Der Zielerreichungswert liegt immer noch relativ niedrig, vor allem im Vergleich mit dem Programm Soziale Teilhabe am Arbeitsmarkt (48,2% vs. 91,37%) und das trotz des früheren Programmstarts. Das lässt auf Probleme im Programmdesign oder in der Umsetzung schließen (hier wird von Jobcenter-Mitarbeitenden häufiger der Verwaltungsaufwand genannt).
Die Beobachtung, dass der geplante Anteil der Intensivförderfälle zu Lasten der Normalförderfälle ausgeweitet wurde, zeigt, dass für Teilnehmende mit größeren Vermittlungsschwierigkeiten ein größererBedarf besteht. Da die Zielerreichung bei den Intensivförderfällen höher als bei den Normalförderfällen liegt, ist davon auszugehen, dass mit Intensiv-Coaching und höheren Arbeitgeberzuschüssen auch Personen mit größeren Vermittlungsschwierigkeiten in Arbeit einmünden können.

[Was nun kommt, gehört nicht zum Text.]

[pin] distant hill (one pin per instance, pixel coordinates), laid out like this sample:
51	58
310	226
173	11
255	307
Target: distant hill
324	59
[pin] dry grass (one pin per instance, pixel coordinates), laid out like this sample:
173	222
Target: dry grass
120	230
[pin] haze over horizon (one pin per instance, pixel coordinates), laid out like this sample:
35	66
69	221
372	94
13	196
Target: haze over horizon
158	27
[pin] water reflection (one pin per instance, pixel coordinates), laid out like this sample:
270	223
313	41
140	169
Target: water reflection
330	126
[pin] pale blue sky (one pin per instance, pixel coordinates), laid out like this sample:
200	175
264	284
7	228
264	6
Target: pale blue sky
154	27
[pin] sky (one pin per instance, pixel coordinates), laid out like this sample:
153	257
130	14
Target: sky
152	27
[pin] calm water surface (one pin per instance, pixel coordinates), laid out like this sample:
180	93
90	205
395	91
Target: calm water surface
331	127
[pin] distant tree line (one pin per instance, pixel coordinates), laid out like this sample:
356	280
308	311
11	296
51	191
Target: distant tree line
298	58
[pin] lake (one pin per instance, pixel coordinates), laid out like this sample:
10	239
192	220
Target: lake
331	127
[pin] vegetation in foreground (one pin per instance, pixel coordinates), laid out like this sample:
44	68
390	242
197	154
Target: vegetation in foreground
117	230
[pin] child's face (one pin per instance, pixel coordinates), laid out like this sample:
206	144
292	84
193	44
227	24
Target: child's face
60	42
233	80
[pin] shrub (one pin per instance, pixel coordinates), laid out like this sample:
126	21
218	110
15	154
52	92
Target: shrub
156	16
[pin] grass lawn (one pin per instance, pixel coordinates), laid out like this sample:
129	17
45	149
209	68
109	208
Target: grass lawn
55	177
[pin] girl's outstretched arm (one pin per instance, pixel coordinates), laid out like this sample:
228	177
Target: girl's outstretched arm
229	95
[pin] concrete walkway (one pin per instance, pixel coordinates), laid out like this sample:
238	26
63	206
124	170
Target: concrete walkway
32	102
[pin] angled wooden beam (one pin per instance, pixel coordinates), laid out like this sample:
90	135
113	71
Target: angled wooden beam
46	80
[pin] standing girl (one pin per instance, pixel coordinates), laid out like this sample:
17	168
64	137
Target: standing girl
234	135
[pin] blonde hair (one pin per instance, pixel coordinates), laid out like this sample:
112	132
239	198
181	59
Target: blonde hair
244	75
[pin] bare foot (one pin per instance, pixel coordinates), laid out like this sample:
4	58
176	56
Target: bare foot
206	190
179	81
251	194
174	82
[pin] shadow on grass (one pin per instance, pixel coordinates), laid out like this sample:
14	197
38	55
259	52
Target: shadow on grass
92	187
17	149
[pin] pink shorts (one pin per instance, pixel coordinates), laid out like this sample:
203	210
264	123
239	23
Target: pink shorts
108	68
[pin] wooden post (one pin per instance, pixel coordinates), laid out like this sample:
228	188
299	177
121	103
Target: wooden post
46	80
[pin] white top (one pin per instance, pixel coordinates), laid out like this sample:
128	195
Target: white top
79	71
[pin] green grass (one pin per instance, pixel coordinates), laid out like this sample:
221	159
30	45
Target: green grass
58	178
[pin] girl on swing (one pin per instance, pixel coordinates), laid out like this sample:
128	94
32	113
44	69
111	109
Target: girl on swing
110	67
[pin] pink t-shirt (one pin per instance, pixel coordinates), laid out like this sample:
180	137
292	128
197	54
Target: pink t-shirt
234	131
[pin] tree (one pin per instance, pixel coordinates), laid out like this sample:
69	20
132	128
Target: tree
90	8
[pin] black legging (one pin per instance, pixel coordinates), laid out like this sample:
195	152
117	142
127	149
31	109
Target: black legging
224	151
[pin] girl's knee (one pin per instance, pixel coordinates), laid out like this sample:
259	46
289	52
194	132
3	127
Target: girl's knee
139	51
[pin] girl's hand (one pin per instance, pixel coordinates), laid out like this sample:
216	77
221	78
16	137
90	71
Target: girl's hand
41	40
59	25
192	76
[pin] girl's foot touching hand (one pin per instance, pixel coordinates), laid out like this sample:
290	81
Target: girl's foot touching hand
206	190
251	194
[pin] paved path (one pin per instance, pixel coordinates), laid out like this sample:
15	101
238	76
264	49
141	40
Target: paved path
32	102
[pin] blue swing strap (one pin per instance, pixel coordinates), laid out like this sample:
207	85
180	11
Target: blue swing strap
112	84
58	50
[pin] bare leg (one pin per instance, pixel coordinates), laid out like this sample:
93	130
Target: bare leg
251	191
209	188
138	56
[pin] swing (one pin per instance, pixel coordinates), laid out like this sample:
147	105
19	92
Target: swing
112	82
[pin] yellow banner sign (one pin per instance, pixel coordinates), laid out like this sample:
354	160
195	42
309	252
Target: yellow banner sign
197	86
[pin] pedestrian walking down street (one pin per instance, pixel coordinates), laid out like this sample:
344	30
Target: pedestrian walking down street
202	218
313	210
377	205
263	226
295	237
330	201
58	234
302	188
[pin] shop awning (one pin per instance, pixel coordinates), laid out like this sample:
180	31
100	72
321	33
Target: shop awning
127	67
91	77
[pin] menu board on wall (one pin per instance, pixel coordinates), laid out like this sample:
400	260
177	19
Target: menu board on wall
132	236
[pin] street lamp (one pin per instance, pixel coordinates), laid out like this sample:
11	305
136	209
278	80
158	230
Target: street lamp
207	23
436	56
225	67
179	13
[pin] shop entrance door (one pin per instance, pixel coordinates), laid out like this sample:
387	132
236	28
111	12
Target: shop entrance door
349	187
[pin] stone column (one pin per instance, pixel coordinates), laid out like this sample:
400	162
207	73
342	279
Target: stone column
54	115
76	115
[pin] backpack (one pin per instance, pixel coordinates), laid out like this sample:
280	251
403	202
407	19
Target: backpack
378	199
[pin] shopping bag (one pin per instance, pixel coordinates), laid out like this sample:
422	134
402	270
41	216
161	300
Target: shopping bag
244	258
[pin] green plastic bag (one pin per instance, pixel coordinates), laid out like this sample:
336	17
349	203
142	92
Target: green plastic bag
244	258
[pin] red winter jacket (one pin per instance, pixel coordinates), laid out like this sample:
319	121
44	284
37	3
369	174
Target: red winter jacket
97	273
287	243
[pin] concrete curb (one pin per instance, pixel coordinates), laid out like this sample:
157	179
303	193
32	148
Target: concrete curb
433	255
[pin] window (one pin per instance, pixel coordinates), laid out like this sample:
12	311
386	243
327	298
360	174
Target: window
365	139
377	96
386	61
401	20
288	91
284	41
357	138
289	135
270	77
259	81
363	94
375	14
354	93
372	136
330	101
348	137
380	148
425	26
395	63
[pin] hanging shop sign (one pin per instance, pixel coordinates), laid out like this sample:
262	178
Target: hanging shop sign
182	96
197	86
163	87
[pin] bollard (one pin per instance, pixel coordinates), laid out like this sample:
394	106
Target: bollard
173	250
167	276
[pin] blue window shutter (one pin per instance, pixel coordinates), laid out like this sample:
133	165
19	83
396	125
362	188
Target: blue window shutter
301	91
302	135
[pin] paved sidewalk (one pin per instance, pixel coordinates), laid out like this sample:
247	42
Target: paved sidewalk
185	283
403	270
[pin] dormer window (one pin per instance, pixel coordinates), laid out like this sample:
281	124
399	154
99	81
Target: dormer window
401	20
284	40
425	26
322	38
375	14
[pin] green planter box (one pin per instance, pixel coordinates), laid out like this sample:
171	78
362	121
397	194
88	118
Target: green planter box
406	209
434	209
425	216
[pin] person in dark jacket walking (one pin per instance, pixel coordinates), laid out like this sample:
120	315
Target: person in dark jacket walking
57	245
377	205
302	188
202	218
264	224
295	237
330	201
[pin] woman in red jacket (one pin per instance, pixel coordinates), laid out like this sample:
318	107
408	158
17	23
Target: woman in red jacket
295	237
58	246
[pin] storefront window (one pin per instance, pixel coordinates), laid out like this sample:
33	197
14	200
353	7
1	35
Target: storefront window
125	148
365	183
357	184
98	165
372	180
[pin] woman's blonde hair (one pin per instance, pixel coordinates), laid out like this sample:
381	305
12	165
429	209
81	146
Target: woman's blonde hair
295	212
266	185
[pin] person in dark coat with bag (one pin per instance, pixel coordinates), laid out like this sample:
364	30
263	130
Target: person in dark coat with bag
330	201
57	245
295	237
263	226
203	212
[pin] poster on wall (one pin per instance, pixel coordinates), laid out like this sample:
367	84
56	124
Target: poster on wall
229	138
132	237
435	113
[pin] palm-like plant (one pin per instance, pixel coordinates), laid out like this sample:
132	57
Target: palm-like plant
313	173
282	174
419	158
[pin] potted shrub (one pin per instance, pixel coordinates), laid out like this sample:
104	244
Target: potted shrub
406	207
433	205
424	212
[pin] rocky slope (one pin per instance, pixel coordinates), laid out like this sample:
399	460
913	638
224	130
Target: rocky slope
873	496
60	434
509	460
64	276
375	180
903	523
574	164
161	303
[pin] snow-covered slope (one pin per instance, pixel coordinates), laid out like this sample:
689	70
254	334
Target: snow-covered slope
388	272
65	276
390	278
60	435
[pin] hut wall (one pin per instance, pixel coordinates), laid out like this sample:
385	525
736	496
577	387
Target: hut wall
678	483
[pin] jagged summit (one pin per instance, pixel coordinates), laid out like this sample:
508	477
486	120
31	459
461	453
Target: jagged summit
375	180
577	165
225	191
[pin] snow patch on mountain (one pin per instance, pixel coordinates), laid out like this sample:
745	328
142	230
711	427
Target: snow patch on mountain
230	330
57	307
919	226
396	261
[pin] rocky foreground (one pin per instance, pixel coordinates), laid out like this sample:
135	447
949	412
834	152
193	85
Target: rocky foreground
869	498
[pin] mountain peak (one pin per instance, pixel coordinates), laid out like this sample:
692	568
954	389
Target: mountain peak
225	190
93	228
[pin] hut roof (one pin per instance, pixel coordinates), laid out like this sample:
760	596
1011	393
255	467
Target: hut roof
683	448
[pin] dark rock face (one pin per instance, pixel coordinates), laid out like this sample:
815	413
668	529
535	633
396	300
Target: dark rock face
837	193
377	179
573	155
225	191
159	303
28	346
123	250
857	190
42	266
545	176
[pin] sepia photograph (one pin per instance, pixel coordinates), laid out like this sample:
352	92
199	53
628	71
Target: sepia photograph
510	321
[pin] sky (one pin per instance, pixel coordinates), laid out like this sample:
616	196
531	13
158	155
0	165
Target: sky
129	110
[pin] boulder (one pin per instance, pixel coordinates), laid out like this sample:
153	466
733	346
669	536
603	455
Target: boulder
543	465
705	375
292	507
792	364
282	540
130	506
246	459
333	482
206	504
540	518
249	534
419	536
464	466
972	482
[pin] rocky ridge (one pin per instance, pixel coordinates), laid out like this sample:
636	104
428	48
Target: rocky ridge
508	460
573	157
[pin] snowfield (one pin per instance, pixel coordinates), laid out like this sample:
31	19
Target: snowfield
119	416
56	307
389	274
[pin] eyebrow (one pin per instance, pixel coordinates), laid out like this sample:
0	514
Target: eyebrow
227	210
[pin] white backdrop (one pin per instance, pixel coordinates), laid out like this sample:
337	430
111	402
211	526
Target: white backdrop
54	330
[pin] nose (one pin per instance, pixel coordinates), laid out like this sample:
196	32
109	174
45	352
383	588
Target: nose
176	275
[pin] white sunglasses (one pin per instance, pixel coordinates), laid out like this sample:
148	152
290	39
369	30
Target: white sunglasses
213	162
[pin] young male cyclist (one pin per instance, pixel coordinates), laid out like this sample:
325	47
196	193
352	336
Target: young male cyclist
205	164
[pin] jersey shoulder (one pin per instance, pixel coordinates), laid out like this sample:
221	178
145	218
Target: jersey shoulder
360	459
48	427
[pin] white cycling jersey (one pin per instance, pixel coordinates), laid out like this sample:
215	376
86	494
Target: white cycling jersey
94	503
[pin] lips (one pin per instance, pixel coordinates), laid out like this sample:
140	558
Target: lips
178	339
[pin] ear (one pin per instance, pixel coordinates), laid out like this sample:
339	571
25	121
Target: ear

Die gestiegende Abbruchquote, vor allem auf Seiten der Arbeitgeber, könnte ebenfalls darauf verweisen, dass die Teilnehmenden die Erwartungen nicht so gut erfüllt haben wie bei der Platzbesetzung gedacht. Es stellt sich die Frage, welche Einflüsse das matching von Person und Stelle (Betriebsakquisiteur/in) und das Coaching (Coaches) haben. Noch wichtiger ist die Anschlussperspektive: Was machen Jobcenter vermittlerisch mit jenen Teilnehmenden, denen vom Arbeitgeber gekündigt wurde?
Frauen und Personen mit Migrationshintergrund sind im Programm deutlich unterrepräsentiert, was möglicherweise auf ihre Benachteiligung schließen lässt.